Egyptian author and journalist

Hani Nasira (هاني نسيرة) is an Egyptian author and journalist who specializes in ideological movements. He is currently a Research Unit Director at the Dubai based think tank, the Al Mesbar Studies and Research Centre.

His recent work includes research projects on development and democratic transformations and cognitive and political currents in the Arab world and is published regularly by Al Arabiya News Channel, Al-Hayat, The Jamestown Foundation and Arab Insight as well as Al Mesbar's own publications.

== Publications ==
Dr Nasira has authored several books, including Al-Qaeda and Jihadi Salafism: Intellectual Streams and Limits of Verification (2008); Religious Converts: A study of the phenomenon of conversion (2009); The Crisis of the Arab Renaissance and the War of Ideas (2009); and New Liberalism in the Arab World (2007).

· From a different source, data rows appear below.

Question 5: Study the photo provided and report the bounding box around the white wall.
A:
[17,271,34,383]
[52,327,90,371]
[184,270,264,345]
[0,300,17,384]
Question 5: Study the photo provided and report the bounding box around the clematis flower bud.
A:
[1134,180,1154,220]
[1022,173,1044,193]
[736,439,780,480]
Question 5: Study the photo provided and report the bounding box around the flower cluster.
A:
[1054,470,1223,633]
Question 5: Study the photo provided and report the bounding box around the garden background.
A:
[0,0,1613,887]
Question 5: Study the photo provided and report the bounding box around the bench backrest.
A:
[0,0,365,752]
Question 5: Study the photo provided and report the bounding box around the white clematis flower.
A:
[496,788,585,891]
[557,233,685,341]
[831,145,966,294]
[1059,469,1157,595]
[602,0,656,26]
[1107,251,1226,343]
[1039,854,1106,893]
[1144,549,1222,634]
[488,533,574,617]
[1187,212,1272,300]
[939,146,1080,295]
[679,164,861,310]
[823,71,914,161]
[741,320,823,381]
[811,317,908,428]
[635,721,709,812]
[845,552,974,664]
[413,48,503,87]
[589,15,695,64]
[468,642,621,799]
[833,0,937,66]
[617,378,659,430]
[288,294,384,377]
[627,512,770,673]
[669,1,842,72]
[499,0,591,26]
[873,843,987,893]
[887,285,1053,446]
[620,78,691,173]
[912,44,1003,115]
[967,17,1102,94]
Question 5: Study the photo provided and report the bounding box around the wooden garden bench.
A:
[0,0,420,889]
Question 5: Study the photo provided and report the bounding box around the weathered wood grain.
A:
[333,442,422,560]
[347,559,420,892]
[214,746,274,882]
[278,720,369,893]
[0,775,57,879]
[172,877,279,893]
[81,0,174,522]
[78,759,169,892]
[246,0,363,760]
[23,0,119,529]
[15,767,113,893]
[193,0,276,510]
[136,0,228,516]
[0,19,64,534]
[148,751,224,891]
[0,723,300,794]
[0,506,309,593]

His other published work includes: Ideology and the Road towards Humanizing Arabic National Thought – Cairo Center for Human Rights Studies (2002), Dr. Mahmoud Azmy a human rights pioneer in Egypt – Cairo Center for Human Rights (2005), Ministry of Culture – Journey of the Egyptian ministries - Center for Political and Strategic Studies at Al-Ahram (2003), The New Liberals in Egypt, a series of strategic notebooks - Center for Political and Strategic Studies at Al-Ahram (2006), and The Phenomenon of Intellectual Transformation in Egypt in the Mid Twentieth Century, Civilization Center (Al-Hadara Center) for Enhancing Islamic Ideology – Beirut (2009 (in printing process) as well as contributing to a number of other books.